I recently received a package in the mail from artist Jaime Rugh, and it contained one of these lovely, tiny weavings that she does. (I will show photos of this special gift another time.) She uses a similar device to what we used at Lena's when we wove potholders. All of this is leaving me pretty inspired to start some more small weaving projects for fun. I found some mini looms here, but it would be easy enough to make your own or buy a vintage Weave-It or Weavette on eBay. What about weaving a rug?

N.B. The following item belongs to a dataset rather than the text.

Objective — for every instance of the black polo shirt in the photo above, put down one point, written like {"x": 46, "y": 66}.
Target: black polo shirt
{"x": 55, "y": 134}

Kay Sekimachi's woven art totally inspires me as well. She redefines the meaning of weaving with her sculptural pieces and has recently started making jewelry out of things washed up on the beach. (Our husbands laughed at Sarkilahti and I for spending an hour at Shell Beach picking through the shells, but if only they knew what beautiful work could be created!) Sekimachi's unique perspective and eye for natural beauty allow her to construct completely fascinating objects. Wouldn't you die to see her home and studio in person? I love the way she artfully arranges ordinary items to stunning effect. I first learned about her work on Leslie Williamson's photography blog. You can read the Craft in America article on Sekimachi here.
Erin Considine is another artist that weaves beautiful pieces. Her work combines three of my favorite handcrafts: jewelry-making, hand-dyeing fiber, and weaving. So many processes go into each of the pieces that it makes them even more special than just any beautiful objects.